# Do you watch the Bad Batch?



## Jaredthefox92 (Jun 25, 2021)

While I'm not the best fan of Disney's recent takes on Star Wars, (but neither are my friend.) I sort of like the Bad Batch and the Clone Wars. (Not Star Wars Rebels though.)


----------



## perkele (Jun 30, 2021)

The Bad Batch is Star Wars? Wasn't that the one with Keanu Reeves as a neon rave cult leader?

I liked that movie, but other people did not.


----------



## Marius Merganser (Jun 30, 2021)

I'm watching it and it's okay.  While I like the batch, I think Omega is annoying.  

Rebels was Aladdin in space early on. Didn't like the design and some episodes were very contrived but it does get a lot better as you go into it.
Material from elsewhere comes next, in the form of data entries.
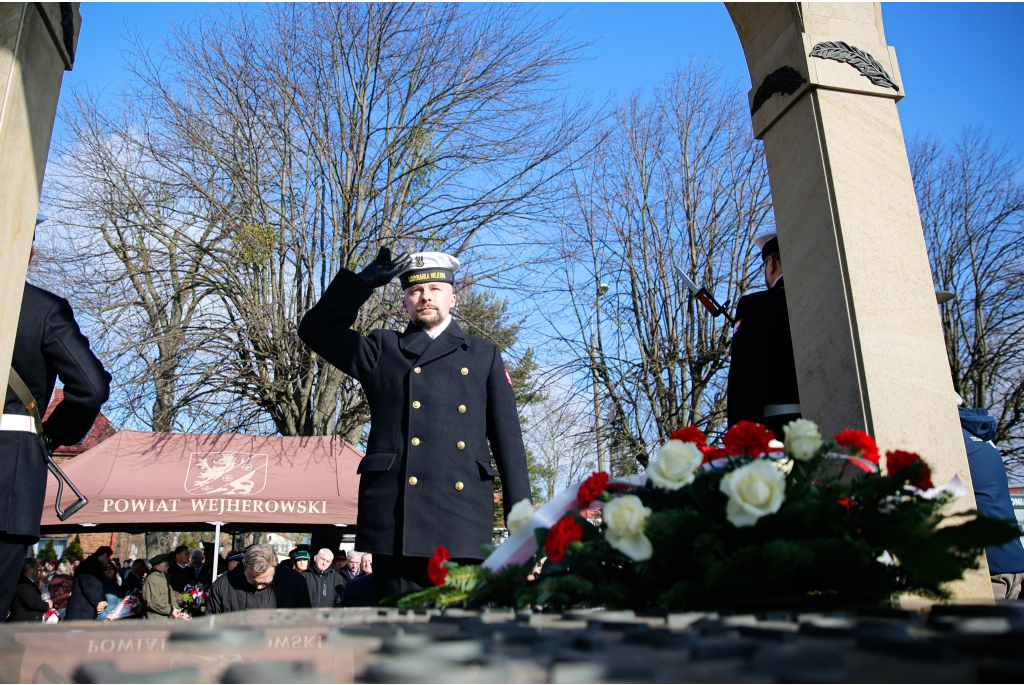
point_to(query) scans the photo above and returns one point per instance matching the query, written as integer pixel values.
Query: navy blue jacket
(991, 488)
(762, 370)
(48, 345)
(435, 405)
Resistance was pretty bad.  Loved the idea of a show about pilots and I liked the style but it was super disappointing.


----------



## Marius Merganser (Jun 30, 2021)

perkele said:


> The Bad Batch is Star Wars? Wasn't that the one with Keanu Reeves as a neon rave cult leader?
> 
> I liked that movie, but other people did not.



This Bad Batch


----------



## BigFuzzyBenji (Jul 19, 2021)

Personally, I enjoy it. I'm among those who really loved Clone Wars and Rebels, and so this just feels like getting an extra season.


----------